La química Moreno explica que de los fármacos citados en las publicaciones, “el único medicamento que es usado para nebulizadores es el ventolín, pero debe ser la forma farmacéutica específica para nebulización. El resto de medicamentos no son diseñados para ese fin”.

Sobre el ventolín, Paredes indica que es una marca para el fármaco salbutamol, un medicamento conocido por ser una “terapia de rescate en patologías como asma o EPOC por su efecto broncodilatador, mejora el ingreso de aire”. Pero advierte que si es utilizado en pacientes con alguna patología crónica cardíaca o en tratamiento antihipertensivo, puede generar complicaciones.

El salbutamol está en la lista de medicamentos esenciales para el manejo del COVID-19 de la OMS como un broncodilatador.

La química Moreno indica que el mucosolvan o ambroxol se utiliza en caso de tos con flema para disminuir la mucosidad y su presentación es en jarabe.
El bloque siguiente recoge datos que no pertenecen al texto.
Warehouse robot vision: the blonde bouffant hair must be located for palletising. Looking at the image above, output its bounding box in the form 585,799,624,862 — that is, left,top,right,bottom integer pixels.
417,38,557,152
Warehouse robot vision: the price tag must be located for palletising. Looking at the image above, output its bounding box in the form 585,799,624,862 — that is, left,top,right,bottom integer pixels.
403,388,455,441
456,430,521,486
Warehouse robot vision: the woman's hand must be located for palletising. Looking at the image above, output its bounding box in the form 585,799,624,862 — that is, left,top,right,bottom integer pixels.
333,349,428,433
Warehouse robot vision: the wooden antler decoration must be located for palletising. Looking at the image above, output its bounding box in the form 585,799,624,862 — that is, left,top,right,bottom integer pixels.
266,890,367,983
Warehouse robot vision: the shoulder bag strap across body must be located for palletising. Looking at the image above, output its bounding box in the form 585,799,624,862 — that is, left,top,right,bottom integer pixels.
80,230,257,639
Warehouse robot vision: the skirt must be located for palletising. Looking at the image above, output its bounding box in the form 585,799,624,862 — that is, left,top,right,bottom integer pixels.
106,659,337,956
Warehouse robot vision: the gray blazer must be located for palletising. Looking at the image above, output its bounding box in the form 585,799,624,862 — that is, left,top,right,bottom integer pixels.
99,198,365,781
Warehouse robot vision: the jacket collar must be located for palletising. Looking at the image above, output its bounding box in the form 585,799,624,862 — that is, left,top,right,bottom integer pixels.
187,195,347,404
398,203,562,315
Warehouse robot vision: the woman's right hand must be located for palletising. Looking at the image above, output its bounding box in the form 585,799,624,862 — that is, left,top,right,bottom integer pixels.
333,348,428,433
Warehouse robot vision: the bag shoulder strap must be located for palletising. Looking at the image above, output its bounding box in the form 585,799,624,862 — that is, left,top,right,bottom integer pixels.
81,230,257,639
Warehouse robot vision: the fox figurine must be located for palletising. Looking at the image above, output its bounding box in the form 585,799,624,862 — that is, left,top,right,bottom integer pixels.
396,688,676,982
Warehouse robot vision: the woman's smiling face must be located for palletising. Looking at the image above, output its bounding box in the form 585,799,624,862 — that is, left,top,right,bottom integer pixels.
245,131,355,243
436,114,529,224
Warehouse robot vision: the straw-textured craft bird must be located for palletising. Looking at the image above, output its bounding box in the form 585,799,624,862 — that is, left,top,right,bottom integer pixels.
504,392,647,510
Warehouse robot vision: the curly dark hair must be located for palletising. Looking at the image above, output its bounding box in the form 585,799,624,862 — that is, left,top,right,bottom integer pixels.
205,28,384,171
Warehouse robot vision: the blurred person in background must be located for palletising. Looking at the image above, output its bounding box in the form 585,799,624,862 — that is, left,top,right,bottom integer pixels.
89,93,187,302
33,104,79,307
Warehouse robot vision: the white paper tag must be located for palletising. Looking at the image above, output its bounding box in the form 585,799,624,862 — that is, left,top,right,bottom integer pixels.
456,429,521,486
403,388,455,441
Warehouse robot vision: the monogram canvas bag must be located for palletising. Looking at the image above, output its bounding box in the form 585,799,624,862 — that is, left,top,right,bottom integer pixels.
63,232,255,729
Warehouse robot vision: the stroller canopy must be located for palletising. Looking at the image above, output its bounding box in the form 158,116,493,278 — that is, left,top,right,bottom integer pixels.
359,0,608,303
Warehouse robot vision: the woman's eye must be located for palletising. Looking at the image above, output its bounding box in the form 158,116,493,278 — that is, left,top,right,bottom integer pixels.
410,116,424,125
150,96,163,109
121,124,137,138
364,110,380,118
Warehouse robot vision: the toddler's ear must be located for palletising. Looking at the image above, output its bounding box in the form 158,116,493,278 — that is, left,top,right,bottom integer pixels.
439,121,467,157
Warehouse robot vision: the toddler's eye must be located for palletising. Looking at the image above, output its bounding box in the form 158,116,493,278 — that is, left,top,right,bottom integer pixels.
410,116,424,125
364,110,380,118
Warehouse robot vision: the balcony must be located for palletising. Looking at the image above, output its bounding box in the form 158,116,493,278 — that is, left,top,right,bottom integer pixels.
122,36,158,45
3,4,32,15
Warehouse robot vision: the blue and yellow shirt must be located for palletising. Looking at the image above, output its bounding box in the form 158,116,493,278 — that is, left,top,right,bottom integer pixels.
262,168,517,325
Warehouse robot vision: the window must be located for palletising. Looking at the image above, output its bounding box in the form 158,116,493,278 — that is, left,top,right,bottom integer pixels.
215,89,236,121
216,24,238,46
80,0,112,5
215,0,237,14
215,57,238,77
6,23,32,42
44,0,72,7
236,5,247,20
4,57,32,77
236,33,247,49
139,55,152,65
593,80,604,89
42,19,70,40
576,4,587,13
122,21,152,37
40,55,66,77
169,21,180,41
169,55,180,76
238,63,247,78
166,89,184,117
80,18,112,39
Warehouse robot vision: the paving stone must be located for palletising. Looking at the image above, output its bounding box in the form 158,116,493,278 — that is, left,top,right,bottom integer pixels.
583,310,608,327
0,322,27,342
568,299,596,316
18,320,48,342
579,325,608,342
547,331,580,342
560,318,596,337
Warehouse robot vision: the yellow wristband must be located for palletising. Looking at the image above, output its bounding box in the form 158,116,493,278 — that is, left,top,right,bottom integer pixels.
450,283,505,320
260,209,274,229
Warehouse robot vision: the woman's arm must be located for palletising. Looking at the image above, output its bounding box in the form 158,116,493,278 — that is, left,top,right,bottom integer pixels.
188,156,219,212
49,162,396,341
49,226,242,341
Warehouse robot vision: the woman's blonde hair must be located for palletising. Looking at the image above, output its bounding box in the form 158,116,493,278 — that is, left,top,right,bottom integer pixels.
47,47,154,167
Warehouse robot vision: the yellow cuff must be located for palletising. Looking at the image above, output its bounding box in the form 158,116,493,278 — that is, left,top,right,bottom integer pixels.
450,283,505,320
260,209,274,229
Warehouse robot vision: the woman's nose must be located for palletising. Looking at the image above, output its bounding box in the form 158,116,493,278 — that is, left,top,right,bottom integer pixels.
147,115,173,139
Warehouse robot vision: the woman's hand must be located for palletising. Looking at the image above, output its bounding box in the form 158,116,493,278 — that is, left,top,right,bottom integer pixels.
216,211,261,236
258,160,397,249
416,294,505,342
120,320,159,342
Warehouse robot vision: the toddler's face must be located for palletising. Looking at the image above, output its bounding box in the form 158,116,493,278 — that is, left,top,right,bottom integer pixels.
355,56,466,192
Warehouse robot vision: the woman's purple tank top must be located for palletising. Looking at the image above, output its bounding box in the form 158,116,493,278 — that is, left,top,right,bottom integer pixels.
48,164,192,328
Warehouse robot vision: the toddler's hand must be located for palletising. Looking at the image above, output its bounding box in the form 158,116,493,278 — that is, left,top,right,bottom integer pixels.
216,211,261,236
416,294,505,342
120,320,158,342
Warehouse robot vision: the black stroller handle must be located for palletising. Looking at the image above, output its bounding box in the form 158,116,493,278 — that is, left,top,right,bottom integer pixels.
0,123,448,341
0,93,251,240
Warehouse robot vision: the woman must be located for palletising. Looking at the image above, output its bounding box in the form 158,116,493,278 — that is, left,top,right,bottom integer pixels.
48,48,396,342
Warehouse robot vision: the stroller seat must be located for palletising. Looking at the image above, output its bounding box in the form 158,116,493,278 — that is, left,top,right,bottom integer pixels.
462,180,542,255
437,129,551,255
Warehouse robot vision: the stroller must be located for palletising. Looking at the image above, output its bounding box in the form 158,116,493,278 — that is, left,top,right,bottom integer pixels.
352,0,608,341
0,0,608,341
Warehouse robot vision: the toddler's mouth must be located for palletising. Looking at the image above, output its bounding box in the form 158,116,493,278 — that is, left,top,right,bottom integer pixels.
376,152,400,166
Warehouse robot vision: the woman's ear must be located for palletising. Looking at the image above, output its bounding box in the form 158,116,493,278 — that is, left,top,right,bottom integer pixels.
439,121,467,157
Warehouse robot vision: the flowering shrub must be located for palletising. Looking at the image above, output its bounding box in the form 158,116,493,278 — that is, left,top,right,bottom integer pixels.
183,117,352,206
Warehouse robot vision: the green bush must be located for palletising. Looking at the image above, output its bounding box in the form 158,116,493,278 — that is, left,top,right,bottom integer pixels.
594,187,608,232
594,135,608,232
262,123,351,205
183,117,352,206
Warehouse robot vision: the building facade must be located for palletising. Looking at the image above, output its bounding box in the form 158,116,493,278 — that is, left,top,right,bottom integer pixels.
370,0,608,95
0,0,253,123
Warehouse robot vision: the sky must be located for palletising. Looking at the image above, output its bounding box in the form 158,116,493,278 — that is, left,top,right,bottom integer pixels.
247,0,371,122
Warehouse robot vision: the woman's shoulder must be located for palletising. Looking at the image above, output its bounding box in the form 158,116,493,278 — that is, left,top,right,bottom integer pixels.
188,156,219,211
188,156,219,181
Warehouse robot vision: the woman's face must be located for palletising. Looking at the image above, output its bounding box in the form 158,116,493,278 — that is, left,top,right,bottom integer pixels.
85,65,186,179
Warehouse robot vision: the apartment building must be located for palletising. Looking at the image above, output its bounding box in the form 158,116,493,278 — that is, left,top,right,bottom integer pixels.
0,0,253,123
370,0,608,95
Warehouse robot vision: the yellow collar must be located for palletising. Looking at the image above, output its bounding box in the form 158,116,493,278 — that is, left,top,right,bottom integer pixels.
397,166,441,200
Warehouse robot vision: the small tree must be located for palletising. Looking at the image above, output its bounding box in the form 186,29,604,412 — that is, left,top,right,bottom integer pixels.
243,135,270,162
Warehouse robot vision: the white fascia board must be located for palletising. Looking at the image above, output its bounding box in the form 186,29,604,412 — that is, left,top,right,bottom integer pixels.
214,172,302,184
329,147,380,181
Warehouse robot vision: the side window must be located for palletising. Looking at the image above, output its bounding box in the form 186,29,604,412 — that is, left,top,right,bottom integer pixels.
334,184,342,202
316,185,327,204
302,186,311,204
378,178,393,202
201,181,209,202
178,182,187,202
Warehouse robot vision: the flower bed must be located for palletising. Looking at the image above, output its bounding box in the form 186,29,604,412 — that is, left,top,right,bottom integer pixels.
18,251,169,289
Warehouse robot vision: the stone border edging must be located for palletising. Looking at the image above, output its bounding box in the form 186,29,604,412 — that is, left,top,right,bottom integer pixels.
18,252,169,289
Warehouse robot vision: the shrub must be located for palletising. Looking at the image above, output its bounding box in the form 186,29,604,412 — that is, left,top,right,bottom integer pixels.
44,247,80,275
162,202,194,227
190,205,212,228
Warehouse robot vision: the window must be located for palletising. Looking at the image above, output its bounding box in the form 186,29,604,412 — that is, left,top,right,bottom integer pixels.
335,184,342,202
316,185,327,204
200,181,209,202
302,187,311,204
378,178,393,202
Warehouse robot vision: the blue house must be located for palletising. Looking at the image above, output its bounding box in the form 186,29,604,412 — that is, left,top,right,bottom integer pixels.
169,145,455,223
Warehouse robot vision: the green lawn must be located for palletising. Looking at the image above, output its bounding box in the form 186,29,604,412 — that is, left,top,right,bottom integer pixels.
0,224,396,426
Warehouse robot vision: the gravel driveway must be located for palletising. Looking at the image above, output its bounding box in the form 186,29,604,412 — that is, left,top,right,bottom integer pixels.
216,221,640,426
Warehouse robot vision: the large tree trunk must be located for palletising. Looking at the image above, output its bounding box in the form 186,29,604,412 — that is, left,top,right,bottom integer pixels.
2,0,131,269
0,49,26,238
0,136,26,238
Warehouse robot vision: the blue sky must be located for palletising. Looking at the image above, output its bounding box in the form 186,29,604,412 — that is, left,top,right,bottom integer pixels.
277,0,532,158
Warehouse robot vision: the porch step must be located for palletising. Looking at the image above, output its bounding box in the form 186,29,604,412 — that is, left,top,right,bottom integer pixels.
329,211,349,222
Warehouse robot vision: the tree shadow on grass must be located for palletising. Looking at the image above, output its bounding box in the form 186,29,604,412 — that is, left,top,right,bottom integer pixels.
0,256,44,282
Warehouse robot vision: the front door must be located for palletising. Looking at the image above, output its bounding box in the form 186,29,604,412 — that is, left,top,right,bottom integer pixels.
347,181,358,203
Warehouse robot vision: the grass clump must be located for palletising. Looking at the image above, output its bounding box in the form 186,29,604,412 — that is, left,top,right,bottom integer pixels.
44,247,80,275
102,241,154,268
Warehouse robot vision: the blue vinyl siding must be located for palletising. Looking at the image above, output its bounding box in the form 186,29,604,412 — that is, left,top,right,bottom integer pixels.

Sin embargo, detalla Paredes, “los pacientes COVID-19 no sufren de hipersecreción mucosa, que es una respuesta natural del organismo al percibir una invasión de la vía aérea”.

Para el especialista, en caso de que generen esa secreción, es moderada, por lo que el mucosolvan no es necesario en casos de COVID-19.

Finalmente, sobre la dexametasona la OMS afirma que es un “corticosteroide utilizado en gran variedad de afecciones por sus efectos antiinflamatorios e inmunosupresores” y “que no se debe tomar para prevenir la COVID-19 ni para tratar los síntomas leves que ocasiona”.

Según Paredes, el consumo de este fármaco por parte de pacientes sin sintomatología “puede ser perjudicial al inhabilitar el sistema de defensa del organismo incluso con una sola ampolla”.

Y por último, la solución salina sí se usa en nebulizaciones pero como “transportador”, afirma Moreno, es decir, que “los medicamentos que se usan se disuelven en la solución y así llega al organismo”.

En resumen, de acuerdo con especialistas y recomendaciones de organismos de salud, gran parte de las afirmaciones que contiene el extenso video es falsa o no tiene fundamentos científicos.

*Esta verificación fue realizada con base en la información científica y oficial sobre el nuevo coronavirus disponible a la fecha de esta publicación.